Ce que le dégrèvement ne couvre pas entièrement

Une subtilité vient réduire le calcul dans certaines communes : si le taux de taxe foncière local a augmenté depuis 2011, le dégrèvement est amputé d’un montant correspondant à la hausse de taux appliquée à la base nette imposable. En clair, la fraction de l’augmentation liée aux décisions des collectivités locales depuis 2011 est exclue du remboursement. Cette réduction ne s’applique toutefois pas si elle est inférieure à 15 euros.

Le dispositif ne se cumule pas avec l’exonération totale accordée aux plus de 75 ans dont les revenus sont modestes, ni avec le dégrèvement forfaitaire de 100 euros réservé aux propriétaires âgés de 65 à 74 ans : le plus favorable des régimes s’applique selon la situation personnelle.

Le dégrèvement n’est pas automatique. Il faut déposer une réclamation via le formulaire Cerfa n° 14770 (formulaire 2041-DPTF-SD), disponible sur impots.gouv.fr, en y joignant la copie de l’avis de taxe foncière de l’année concernée et celle de l’avis d’imposition sur le revenu de l’année précédente. La demande peut être transmise par la messagerie sécurisée de l’espace particulier sur le site des impôts, ou par courrier recommandé au centre des finances publiques compétent.

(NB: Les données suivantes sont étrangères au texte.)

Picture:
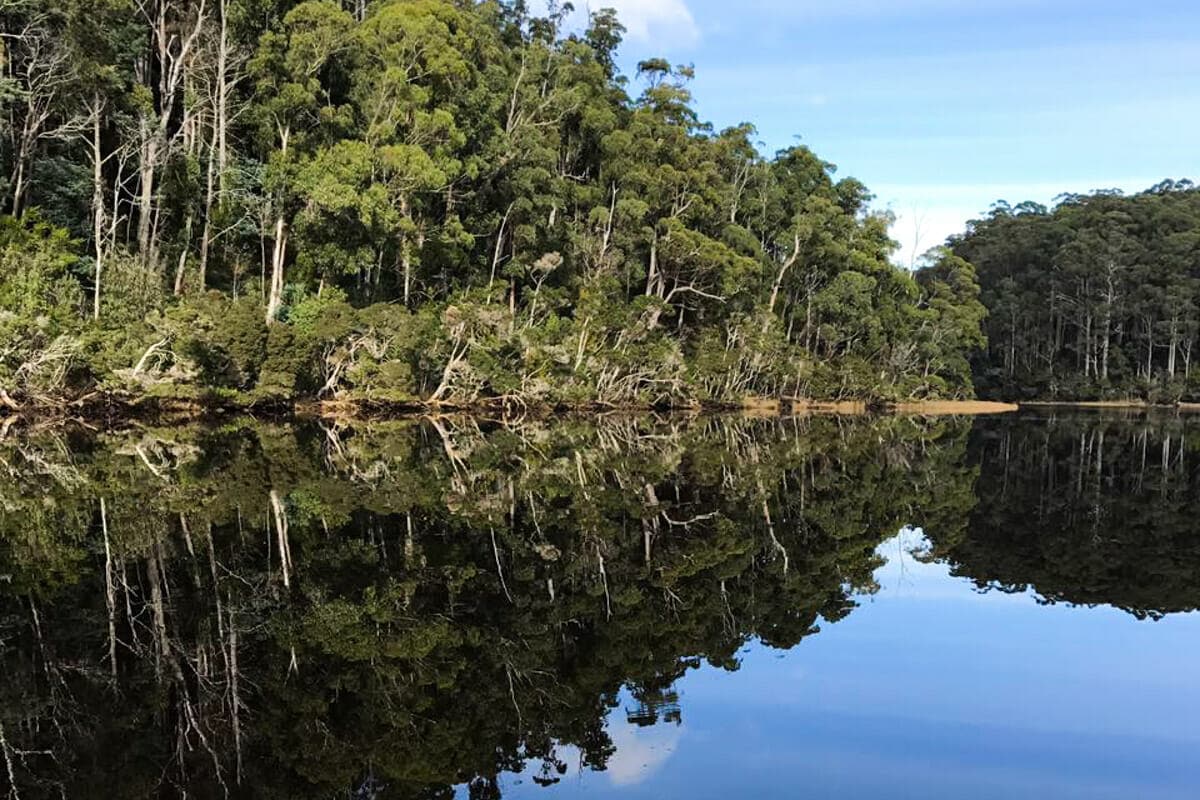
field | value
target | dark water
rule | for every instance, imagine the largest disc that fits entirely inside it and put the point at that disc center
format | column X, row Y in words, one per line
column 652, row 608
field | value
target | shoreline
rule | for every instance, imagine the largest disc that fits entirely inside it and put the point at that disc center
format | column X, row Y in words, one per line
column 107, row 413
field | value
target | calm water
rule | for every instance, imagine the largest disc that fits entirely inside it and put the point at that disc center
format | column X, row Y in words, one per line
column 651, row 608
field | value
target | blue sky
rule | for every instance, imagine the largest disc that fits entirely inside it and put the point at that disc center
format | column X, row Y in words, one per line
column 946, row 106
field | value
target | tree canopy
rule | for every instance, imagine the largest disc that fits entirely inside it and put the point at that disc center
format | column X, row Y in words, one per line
column 424, row 200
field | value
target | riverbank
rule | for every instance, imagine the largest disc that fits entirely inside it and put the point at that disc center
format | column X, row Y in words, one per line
column 106, row 410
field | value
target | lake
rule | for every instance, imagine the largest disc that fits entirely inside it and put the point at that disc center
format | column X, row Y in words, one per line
column 635, row 607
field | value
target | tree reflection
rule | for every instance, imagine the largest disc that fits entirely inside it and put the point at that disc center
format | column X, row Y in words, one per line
column 400, row 608
column 1085, row 509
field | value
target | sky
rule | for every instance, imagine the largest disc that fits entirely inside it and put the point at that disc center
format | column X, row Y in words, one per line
column 943, row 107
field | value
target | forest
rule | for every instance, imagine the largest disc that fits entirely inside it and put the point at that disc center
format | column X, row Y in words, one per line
column 1095, row 299
column 429, row 202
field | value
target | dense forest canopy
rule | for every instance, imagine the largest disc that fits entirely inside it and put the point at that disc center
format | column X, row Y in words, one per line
column 1097, row 298
column 436, row 200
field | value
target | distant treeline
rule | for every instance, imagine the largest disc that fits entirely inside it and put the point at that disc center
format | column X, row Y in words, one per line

Les délais sont encadrés par l’article R. 196-2 du Livre des procédures fiscales. Pour la taxe foncière 2025, la réclamation doit parvenir à l’administration au plus tard le 31 décembre 2026 ; pour celle de 2026, jusqu’au 31 décembre 2027.

L’administration dispose ensuite de six mois pour répondre. En cas de décision favorable, le remboursement s’effectue par virement bancaire. En cas de rejet ou d’absence de réponse, le contribuable peut saisir le tribunal administratif compétent.

Une baisse importante de revenus intervenant en cours d’année, un départ à la retraite ou une modification de la composition du foyer ne modifient pas l’éligibilité pour la taxe foncière de l’année en cours : le calcul repose toujours sur le RFR de l’année précédente. L’éligibilité s’ouvrira l’année suivante si le nouveau revenu passe sous les plafonds réglementaires.